Alimentados pelas teorias das novas correntes nascidas na Europa que se aproximavam das realidades do mundo e duas demandas, tais como a Teologia das realidades terrestres de Gustave Thills, o Humanismo integral de Jacques Maritan, o Personalismo de Emmanuel Mounier, a Evolução progressista de Theillard de Chardin, aliadas as reflexões de Dimensões sociais dos dogmas de Henri de Lubac, a Teologia do laicato de Yves Congar e o trabalho Eclesiológicos de Marie-Dominique Chenu, novos movimentos explodem pelo mundo.
Em América Latina, as mudanças vieram através do movimento da Ação Católica, dos Movimentos de Educação de Base (MEB) baseado na pedagogia de Paulo Freire de conscientização pela educação, das Escolas Radiofônicas e finalmente as Cebs. De fato, a necessidade de compreensão da realidade, levou a re-organização eclesial com o nascimento das Conferências Episcopais.
No Rio de Janeiro em 1955/56 nasce o CELAM (Conferencia Episcopal Latino Americana), reforçando o interesse de organização continental. Sua criação foi fundamental para a tomada de consciência eclesial comum, sentimentos de integração latino-americano e uma busca comum de soluções e desafios aos problemas a partir da fé cristã, notadamente através de levantamentos sócio-geográficos realizados pelo FERES - Suíça de François Houtard, ILADES( Instituto Latino americano de Desenvolvimento) e pelo Centro de desenvolvimento econômico de Bogotá.

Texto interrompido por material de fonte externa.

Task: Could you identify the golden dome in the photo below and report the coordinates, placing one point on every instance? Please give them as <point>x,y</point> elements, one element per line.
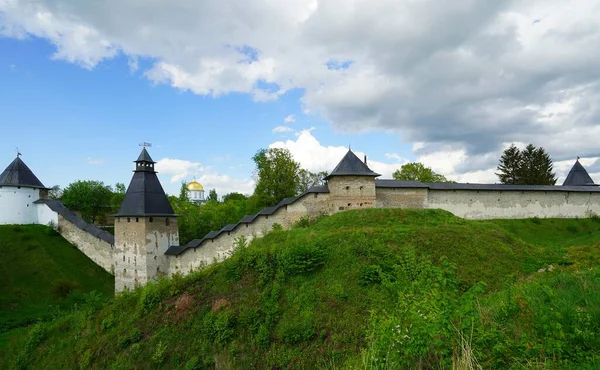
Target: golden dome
<point>195,186</point>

Enquanto à religião, e aqui tratamos do termo religião dada a característica ecumêmica destes anos, nasce de maneira geral uma grande inquietude pelo distanciamento entre a pastoral tradicional e as novas necessidades do povo cristão, inseridos dentro da mudança social. O desejo de renovação pastoral e institucional era intenso entre os espaços ocupados pela Ação Católica, especializada em Encíclicas Sociais, que exercia forte influência em setores importantes do laicato, do clero e dos Bispos. Buscava-se uma pastoral mais intensiva, a partir de uma formação política e social para uma Igreja que deveria voltar a ser fermento na massa e servidora do mundo, independente dos poderes civis instituídos.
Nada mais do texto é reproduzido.